The recipient bank then has three working days from implementation of an EAPO to issue a declaration indicating whether and to what extent funds in the defendant’s account(s) have been preserved and, if so, on what date(s). This differs materially from the current regime of the saisie-arrêt. Under the saisie-arrêt regime, the affirmative declaration (déclaration affirmative) occurs at a later stage (unless the claimant holds an authentic deed, only once the saisie-arrêt has been validated by the court), in accordance with a specific procedure and the new code of civil proceedings does not provide any fixed timeframe to make the affirmative declaration (déclaration affirmative); 

(C) Duration of preservation 

The funds preserved by the EAPO will remain preserved as provided for in the EAPO until the EAPO is revoked, its enforcement is terminated or the judgment to which it relates has been successfully enforced; 

(D) Costs and fees 

The bank is entitled to seek payment or reimbursement from the creditor or the debtor of the costs incurred in implementing an EAPO to the extent it is entitled to such payment or reimbursement in relation to equivalent national orders. In this context, scholars traditionally admit, in the context of the saisie-arrêt, that a bank shall not bear the costs relating to the implementation and enforcement of an order. Recoverable costs must take into account the complexity of the implementation of the EAPO and shall not be higher than the fees that would be charged for the implementation of equivalent national orders (such as saisie-arrêt). 

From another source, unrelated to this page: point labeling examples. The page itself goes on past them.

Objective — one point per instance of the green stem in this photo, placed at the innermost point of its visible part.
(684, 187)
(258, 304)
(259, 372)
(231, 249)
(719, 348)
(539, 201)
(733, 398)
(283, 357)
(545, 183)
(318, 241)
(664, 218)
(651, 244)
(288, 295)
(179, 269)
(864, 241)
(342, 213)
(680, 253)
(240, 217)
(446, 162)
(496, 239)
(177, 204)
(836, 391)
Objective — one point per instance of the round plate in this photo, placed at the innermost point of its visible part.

3. Information about bank accounts 

The EAPO Regulation allows claimants post-judgment to make a preliminary request for information about the defendant’s bank account(s).

If the claimant is not able to identify the bank(s) with which the defendant holds account(s), he/she can request in the EAPO application form that such information is obtained by the relevant court from the information authority in the EU Member State of the proposed enforcement (this would, according to the above bill, be the CSSF).


  • Upon request of the relevant court, the CSSF shall “expeditiously” attempt to obtain the relevant information from the banks. Luxembourg would elect for a regime that imposes an obligation for all the banks on its territory to declare, upon request of the CSSF, whether the debtor has any bank account with it (bill n° 7083, Art. 3 §2). 

  • Information obtained in this way is not provided directly to the claimant, but only to the requesting court. It is proposed that the CSSF will pass on this information to the chief public prosecutor, who will forward the information to the requesting court (bill n° 7083, Art. 3 §3). 

  • Any notification of the defendant is to be deferred for 30 days to avoid jeopardising the effect of the EAPO. Banks are likely to have to adapt their general terms and conditions to that end. 

  • Banks are also entitled to charge a fee to cover the costs of providing account information. The fee must not be higher than the costs actually incurred and (where applicable) not higher than the fees charged for the equivalent national orders. 

4. Bank liability 

Banks may potentially be held liable towards the claimant and/or the defendant for performing their obligations under the EAPO Regulation defectively (e.g. by erroneously preserving more funds than specified in the EAPO or preserving the wrong funds or incorrectly issuing its declaration of implementation). Any liability of the bank for failure to comply with its obligation under the EAPO Regulation is governed by the law of the Member State of enforcement (that is Luxembourg law so far as Luxembourg banks are concerned).